Mas Moïse não veio escravizado. Pelo contrário, veio em busca de uma vida melhor, talvez acreditando no mito de um povo brasileiro cordial e acolhedor, num país de mestiços e, portanto, não racista. Não sabia que essa é uma versão fantasiosa de nosso passado.
Na realidade, nossa História é triste, violenta e perversa, e precisa ser discutida na escola com os alunos. A escravidão deixou um legado infame e pesado que até hoje permeia nossa sociedade e corrói nossos valores. Essa é a realidade lamentável que deve ser discutida nas escolas para que as novas gerações aprendam a reconhecer desvios graves e construam um país íntegro e responsável.
A morte de Moïse, amarrado e morto a pauladas por pelo menos quatro pessoas, à luz do dia, numa calçada à beira-mar, revela que não somos amáveis, gentis e acolhedores, como desejaríamos ser reconhecidos. Há algo de errado entre nós. Os valores civilizados nos escapam com facilidade, nossos sentimentos andam embrutecidos. Moïse é um representante do sofrimento de toda a população pobre e negra, que vive à margem de uma elite que hoje se esconde atrás de muros, grades e seguranças pagos para que seu olhar não seja incomodado pela calamidade da miséria.
O estudo das teorias decoloniais mostra as origens do racialismo, dos nossos preconceitos e de nossas ações imorais.

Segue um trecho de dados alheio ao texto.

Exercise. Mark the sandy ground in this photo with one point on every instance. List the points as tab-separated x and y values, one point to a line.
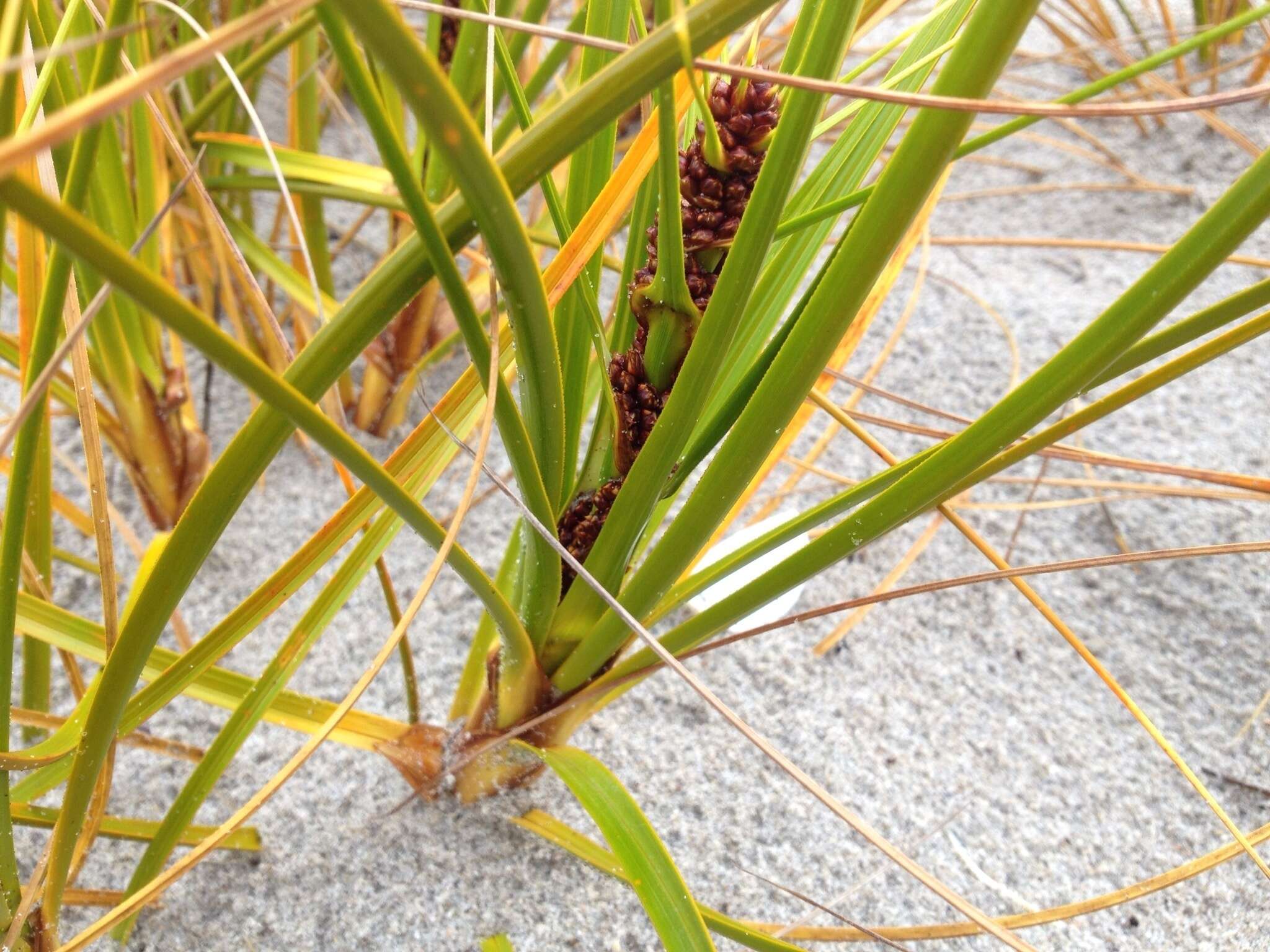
961	725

Aqui, mais uma vez, a escola tem um papel importante como palco de discussão sobre a colonização, que não terminou com a onda de revoluções anticoloniais no século XX. A abrangência do colonialismo torna essencial que se promova a descolonização política, cultural e intelectual. A mentalidade colonial sobrevive ao período de governo formal deixando uma herança infiltrada em todos os aspectos do nosso mundo, moldando tudo, hierarquias raciais, normas de gênero, estruturas familiares, o uso da terra e até o arranjo do espaço geográfico.
As novas gerações têm o direito e o dever de discutir essas questões que continuam atuais e graves, que são constantes porque nunca resolvidas, raramente postas à luz. No século 21, a escola precisa abandonar a burocracia dos programas determinados e ter a coragem de se transformar no espaço de discussão de problemas contemporâneos. É assim que as novas gerações vão aprender a olhar criticamente para sua realidade, sem compactuar com preconceitos e com a coragem de enxergar a miséria a ponto de agir para resolver a inaceitável desigualdade social e econômica.